Ela points out that shoots involve having two IDs, filling out 2257 forms (safeguards against child porn) and model releases, checking health tests, and taking “pretty girls” (stills used in marketing). Among all of that, performers must remember to come armed with their limits, which include “your hell yes’s and your hell no’s” and be prepared to talk everything out.

How should situations that violate limits be handled?

Go to the director, the fetish model urges, whoever is in charge, and if no one listens there is another avenue a model can take, talk with APAC (Adult Performer Advocacy Committee).

“I’m on the board of APAC and I hope that people [feel they] can come to us.”

Someone is Going to Listen

APAC is exploring initiatives to improve the workplace. One is a mentorship program that matches veteran performers with newcomers.

“Give new people someone to talk to so they know there’s someone that’s going listen to them,” the native Texan says. APAC believes veterans and newbies alike will benefit.

Another APAC idea is the “the stamp of approval” given out to studios. The hope is that agents, producers, and others will become a part of it.

Because the industry “caters to teenage girls barely hitting eighteen,” Ela declares, “every agent is ethically responsible for new performers.” They are adults, yes, but “lack a lot of life experiences.” These fresh faces don’t understand the business culture nor how to “voice their concerns with a boss.”

Then there is the supply and demand issue, a problem for everyone since studios are shooting less these days.

“When they come in they are told there’s a lot of performers and there’s not a lot of work so you better be really good or no one’s going to want to book you. You’re expected to do everything possible to keep getting booked.”

That is a set up for ignoring boundaries.

Having said that, Ela believes performers should be aware that they can say ‘no’ anytime and leave anytime.

“Your body is your responsibility, but it is also your business. You have to put yourself first.”
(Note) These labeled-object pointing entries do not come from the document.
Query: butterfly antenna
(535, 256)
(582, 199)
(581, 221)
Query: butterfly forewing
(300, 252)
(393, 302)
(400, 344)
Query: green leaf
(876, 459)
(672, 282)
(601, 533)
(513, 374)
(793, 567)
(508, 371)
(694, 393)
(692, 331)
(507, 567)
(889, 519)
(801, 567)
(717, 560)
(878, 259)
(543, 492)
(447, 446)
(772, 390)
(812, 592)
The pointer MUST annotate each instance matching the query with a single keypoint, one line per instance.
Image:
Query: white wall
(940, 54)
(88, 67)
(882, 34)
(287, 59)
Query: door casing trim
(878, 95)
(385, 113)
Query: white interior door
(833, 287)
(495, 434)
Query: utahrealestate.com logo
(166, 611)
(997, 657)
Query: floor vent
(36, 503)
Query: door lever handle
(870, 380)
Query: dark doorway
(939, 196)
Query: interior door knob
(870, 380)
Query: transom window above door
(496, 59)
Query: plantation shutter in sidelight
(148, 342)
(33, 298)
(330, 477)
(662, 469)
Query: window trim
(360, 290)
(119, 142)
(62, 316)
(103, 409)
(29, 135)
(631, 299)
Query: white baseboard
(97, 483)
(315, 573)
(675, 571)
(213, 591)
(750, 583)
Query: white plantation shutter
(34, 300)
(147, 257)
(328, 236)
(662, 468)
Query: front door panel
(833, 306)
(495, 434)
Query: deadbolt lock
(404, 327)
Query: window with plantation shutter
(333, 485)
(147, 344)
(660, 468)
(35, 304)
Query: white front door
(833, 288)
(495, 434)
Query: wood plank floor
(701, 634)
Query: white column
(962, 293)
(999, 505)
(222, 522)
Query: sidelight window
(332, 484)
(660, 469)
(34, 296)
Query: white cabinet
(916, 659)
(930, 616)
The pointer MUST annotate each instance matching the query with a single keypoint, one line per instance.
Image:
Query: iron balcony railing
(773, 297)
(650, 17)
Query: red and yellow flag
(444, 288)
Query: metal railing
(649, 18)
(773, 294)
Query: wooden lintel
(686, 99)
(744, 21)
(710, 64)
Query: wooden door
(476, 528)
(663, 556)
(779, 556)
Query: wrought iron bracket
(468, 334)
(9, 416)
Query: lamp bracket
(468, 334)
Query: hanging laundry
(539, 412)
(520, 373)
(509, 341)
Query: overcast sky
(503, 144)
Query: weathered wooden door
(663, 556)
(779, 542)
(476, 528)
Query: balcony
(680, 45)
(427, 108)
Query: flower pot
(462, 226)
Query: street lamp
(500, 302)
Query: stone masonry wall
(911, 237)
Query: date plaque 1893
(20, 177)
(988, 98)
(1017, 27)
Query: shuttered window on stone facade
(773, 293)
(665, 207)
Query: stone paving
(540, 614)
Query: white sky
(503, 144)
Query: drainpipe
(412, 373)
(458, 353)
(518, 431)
Nevertheless, she emphasizes that “the ownership [of ethics] lies with the people who have been in this industry for years and years.” They have a responsibility to new performers.

Ela gives me a final shot on the day we talked.

Ela poses for the camera right after we talked

That Threshold

So in the end, are we saying that unsavory things happen in porn because that’s just the way it is?

“I honestly think we all do sometimes,” Ela begins. “It’s the nature of the work.”

But there is a threshold, she insists, that once crossed turns into real disrespect. Learning to handle that is imperative to survive and flourish in the business.

Every job has people and things a person doesn’t like, Ela concludes. “Every day on a porn set isn’t going to be the best day ever. It’s your job and you have to determine for yourself where that threshold of acceptability is. Stick to it and hold everyone else to it as well.”

Before we close, Ela Darling adds a final thought that references her feminism.

Often asked if she is empowered by her job, Ela believes porn is held to a “higher standard” in the workplace than other more mundane professions.  In other words, performing in adult movies has to be defended. “I guarantee you they don’t pose that same question to baristas, waitresses, or accountants.”

My personal thought is that people do not envision porn as a “normal” career because it exposes our greatest vulnerability, our sexuality presented as naked truth and recorded for all to see. As a result, there must be some reason, other than money, why performers engage in sex work and we are mystified by that reality.